A proposta teria ainda a simpatia de outros governadores de direita, como Jorginho Mello (PL), de Santa Catarina. O assunto foi abordado durante reunião de mais cedo em que, segundo apurou o GLOBO, estavam presentes Tarcísio de Freitas (São Paulo), Romeu Zema (Minas Gerais), Ronaldo Caiado (Goiás) e Mauro Mendes (Mato Grosso).

Segundo Mello, trata-se de uma "troca de recursos estratégicos" que deslocaria, além do efetivo das ruas, profissionais da área de inteligência.

O grupo organiza ainda um encontro presencial no Rio, nesta quinta-feira, 30, que deve ocorrer no final da tarde. A agenda está sendo acertada com o governador fluminense, Cláudio Castro (PL). Ronaldo Caiado e Ratinho Júnior, governador do Paraná, já aceitaram o convite de Mello. Tarcísio de Freitas (Republicanos), de São Paulo, foi convidado, mas não deve ir.

— Vamos amanhã para o Rio de Janeiro levar apoio, solidariedade e também ofertar o que ele precisar de força de segurança — declarou o goiano.

Caiado, pré-candidato a presidente em 2026, tem investido na versão de que os policiais do Rio fizeram a operação mesmo sem apoio logístico do governo federal, em linha com a disputa política aberta pelo próprio Castro. O Ministério da Justiça, por sua vez, alega que não foi acionado previamente. A PF confirmou uma consulta, mas disse que o modelo da operação não justificava a atuação conjunta.

Derrite não atendeu aos pedidos do GLOBO para detalhar a viabilidade do plano e o encaminhamento pelo chefe. Mais cedo, não soube dizer se o plano teria ido para frente:

— Creio que o governador Tarcísio possa ter oferecido esse apoio, mas essa é uma questão que está sendo decidida entre eles.

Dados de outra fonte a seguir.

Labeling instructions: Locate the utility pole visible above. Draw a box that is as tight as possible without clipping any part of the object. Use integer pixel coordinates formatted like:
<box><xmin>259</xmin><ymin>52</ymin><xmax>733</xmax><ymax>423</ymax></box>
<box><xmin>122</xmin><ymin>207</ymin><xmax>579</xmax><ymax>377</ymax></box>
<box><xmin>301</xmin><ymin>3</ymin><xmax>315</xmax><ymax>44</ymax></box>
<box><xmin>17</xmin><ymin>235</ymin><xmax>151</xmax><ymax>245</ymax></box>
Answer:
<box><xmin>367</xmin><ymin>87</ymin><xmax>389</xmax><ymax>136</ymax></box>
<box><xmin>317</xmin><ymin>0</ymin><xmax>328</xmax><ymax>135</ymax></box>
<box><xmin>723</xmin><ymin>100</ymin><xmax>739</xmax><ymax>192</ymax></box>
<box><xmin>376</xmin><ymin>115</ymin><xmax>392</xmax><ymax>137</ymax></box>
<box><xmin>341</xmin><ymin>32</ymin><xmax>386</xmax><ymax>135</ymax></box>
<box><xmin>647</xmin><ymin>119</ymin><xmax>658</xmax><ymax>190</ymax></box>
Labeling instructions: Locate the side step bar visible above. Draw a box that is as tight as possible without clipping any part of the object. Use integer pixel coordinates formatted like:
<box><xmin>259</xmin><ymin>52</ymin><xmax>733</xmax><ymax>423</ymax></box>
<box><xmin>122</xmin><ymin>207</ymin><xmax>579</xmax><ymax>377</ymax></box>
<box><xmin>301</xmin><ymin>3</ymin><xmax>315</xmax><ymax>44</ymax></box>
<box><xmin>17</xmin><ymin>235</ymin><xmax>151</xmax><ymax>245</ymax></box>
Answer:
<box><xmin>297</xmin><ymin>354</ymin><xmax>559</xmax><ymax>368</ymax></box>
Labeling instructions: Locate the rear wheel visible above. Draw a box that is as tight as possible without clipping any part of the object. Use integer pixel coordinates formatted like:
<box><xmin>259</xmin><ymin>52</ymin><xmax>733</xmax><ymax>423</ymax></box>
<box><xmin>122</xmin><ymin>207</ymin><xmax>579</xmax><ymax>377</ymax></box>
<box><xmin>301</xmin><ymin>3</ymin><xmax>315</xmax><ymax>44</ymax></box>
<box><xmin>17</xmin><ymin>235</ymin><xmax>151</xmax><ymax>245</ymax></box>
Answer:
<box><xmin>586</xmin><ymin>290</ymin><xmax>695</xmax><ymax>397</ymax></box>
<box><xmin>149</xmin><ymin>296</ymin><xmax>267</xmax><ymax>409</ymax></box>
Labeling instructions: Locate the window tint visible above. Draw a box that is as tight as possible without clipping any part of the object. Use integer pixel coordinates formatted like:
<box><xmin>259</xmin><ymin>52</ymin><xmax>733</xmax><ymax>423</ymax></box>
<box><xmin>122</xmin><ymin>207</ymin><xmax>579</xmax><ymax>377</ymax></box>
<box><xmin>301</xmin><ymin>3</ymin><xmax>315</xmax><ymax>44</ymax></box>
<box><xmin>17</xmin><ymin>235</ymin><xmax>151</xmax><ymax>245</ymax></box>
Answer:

O que eu garanti a ele é que voluntários do estado de São Paulo não faltarão caso seja necessário — completou ele.

Indagado sobre a existência de um plano operacional concreto, o "número dois" da pasta, delegado Osvaldo Nico Gonçalves, limitou-se a dizer, próximo ao meio-dia, que "ainda não". A reportagem pediu um posicionamento oficial do governo do estado e aguarda retorno.

A megaoperação policial realizada nesta terça-feira, 28, na Zona Norte do Rio de Janeiro, resultou em ao menos 119 mortos e 113 presos, tornando-se a ação mais letal da história do estado e do país. O recorde anterior era do massacre do Carandiru, em 1992.